If the eigenvalues of $A$ are strictly less than $1$, then we have $$ \left\|\sum_{n=0}^\infty A^n \Omega A^{nT}\right\| \leq \sum_{n=0}^\infty \|A^n\| \|\Omega\| \|A^{Tn}\| $$ which converges, since $\lim_{n \to \infty} (\|\Omega\| \|A^{n}\|\|A^{nT}\|)^{1/n} = \rho(A) \rho(A^T) = \rho(A)^2$, where $\rho$ denotes the spectral radius.
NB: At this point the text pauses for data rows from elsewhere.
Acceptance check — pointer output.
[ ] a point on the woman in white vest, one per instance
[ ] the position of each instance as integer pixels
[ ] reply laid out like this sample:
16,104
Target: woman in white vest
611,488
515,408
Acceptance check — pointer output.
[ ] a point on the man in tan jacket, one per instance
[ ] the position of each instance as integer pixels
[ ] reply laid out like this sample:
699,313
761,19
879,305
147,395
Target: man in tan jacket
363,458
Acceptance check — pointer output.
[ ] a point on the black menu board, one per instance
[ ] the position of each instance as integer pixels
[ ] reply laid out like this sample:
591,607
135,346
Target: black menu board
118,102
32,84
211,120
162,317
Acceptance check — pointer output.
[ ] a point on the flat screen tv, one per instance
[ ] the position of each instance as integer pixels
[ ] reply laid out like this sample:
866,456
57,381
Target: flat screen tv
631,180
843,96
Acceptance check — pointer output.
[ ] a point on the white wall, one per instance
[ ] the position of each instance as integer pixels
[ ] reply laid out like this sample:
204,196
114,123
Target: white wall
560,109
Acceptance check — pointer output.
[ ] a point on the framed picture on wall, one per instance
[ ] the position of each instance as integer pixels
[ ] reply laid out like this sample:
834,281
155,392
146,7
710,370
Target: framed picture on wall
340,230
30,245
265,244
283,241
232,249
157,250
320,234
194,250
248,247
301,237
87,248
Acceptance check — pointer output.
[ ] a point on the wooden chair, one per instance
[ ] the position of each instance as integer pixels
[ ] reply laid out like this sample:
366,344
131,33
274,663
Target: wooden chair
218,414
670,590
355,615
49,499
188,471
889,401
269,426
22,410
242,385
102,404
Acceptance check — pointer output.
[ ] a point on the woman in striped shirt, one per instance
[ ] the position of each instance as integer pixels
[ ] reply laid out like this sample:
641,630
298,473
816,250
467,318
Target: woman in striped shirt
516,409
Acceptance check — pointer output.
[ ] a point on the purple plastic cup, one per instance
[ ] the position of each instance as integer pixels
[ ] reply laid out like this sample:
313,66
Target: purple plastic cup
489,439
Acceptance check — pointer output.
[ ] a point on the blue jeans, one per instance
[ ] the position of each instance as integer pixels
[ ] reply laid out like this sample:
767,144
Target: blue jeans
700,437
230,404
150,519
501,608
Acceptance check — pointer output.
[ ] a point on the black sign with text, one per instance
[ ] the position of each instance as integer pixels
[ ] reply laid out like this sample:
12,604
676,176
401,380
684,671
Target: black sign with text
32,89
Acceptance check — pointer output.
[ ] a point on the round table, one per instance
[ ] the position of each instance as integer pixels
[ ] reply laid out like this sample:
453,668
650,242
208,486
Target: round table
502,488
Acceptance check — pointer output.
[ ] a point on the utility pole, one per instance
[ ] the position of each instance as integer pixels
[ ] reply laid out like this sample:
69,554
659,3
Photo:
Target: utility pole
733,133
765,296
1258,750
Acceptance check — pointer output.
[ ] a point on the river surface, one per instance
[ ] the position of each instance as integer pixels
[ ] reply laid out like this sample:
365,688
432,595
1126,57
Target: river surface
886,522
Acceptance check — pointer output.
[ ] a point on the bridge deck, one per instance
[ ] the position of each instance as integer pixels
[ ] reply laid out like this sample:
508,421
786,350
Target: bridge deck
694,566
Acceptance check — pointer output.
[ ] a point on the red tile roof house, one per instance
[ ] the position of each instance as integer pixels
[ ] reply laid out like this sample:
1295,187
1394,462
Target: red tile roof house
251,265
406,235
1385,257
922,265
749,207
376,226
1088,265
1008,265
On the other hand, if $x$ is a (possibly complex) eigenvector of $A^T = A^*$ with an eigenvalue $\lambda$, with $|\lambda| \geq 1$, then the series $$ x^*\left(\sum_{n=0}^\infty A^n \Omega A^{nT}\right)x = \sum_{n=0}^\infty \bar \lambda^n x^*\Omega \lambda^n x = (x^*Ax) \sum_{n=0}^\infty |\lambda|^{2n} $$ fails to converge. Here, $A^*$ denotes the conjugate-transpose of $A$.
Both of these apply whether or not $A$ is diagonalizable.